My man…The Don! Get the businesses going and stop the insanity we’ve put up with for eight years!
Now Donald, some of us out here would like to know one thing…Section 2 of your January 30, 2017, Executive Order “Presidential Executive Order on Reducing Regulation and Controlling Regulatory Costs” states the following:
Sec. 2. Regulatory Cap for Fiscal Year 2017. (a) Unless prohibited by law, whenever an executive department or agency (agency) publicly proposes for notice and comment or otherwise promulgates a new regulation, it shall identify at least two existing regulations to be repealed.
Can somebody inform us, The People, which regulations were identified for repeal when the small amount of new ones were written and whether or not they have in fact been repealed?
Come on Don…make our day!
Media pundits are more than happy to remain hyper-focused on what they absurdly allege are “incriminating” issues related to Donald Trump’s presidency. But rarely, if ever, do they focus on what, at least in theory, is good news for Democrats and Republicans alike — for example, the Trump administration’s unprecedented rollback in regulatory output.
After all, in 2011, Barack Obama stated: “What I have done — and this is unprecedented, by the way, no administration has done this before — is I’ve said to each agency, don’t just look at current regulations — or don’t just look at future regulations, regulations that we’re proposing, let’s go backwards and look at regulations that are already on the books, and if they don’t make sense, let’s get rid of them.”
Of course, the truth is that the regulatory state grew exponentially under Obama despite his rhetoric, and Democrats — contrary to what they claim — advocate regulations anywhere and everywhere they can get them. But one of the most ignored achievements of the Trump administration so far is just how little the regulatory state is growing.
In “The Historic Nature of the Regulatory Slowdown,” the American Action Forum’s Sam Batkins writes of the “profound” nature of Trump’s curtailing the regulatory state. Batkins astonishingly reveals, “The White House has released just 8 percent of the historical volume of regulation. Cabinet agencies have only finalized $33 million in costs, compared to a 2005 to 2017 average of $26 billion. On the cost side, regulatory output is just 0.12 percent of historic norms.” He adds, “By virtually any measure, dating back through two Democratic presidents and one Republican president, the lack of regulatory output is historic. … For perspective, the Obama Administration finalized $58 billion in regulatory costs during roughly the first four months of 2016. President Bush approved $22 billion in costs during this period in 2008.”

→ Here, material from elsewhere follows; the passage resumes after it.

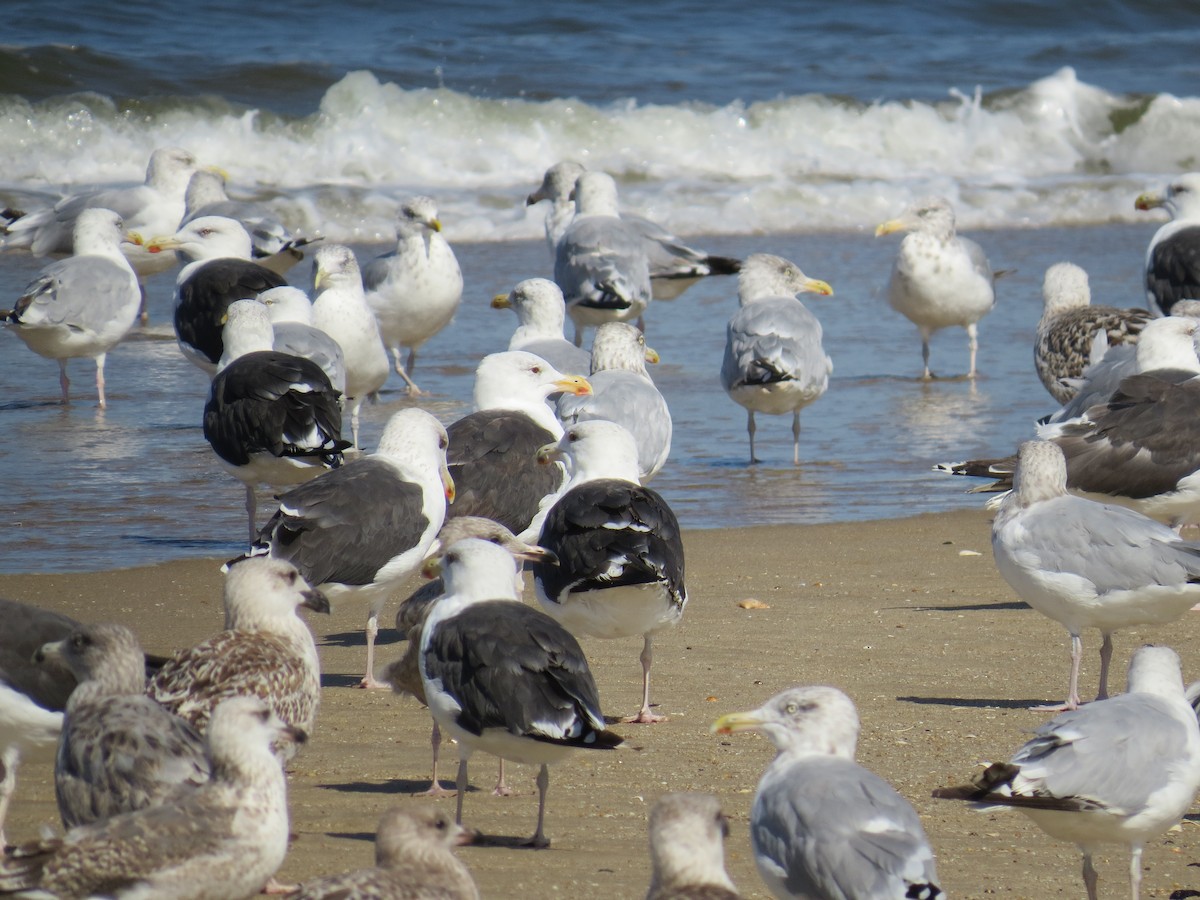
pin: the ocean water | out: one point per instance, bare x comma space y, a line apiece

What would truly put the icing on the cake is if this trend can be maintained — which is questionable for various reasons and impending circumstances. But so far, the crackdown is truly something to behold. Hopefully, it also signals the revival of U.S. manufacturing. The Manhattan Institute’s Mark P. Mills says, “Complying with regulations costs manufacturers an average of $20,000 per employee per year, twice as great a burden as for other businesses. For the smallest manufacturers (i.e., those with fewer than 50 employees), that annual cost is $35,000 per employee per year. In surveys, America’s manufacturers routinely rank regulatory burdens as the top impediment to growth; a large majority also say that regulatory burdens are higher in America than in other nations.” We’ve got the momentum; let’s capitalize on reform by going even further.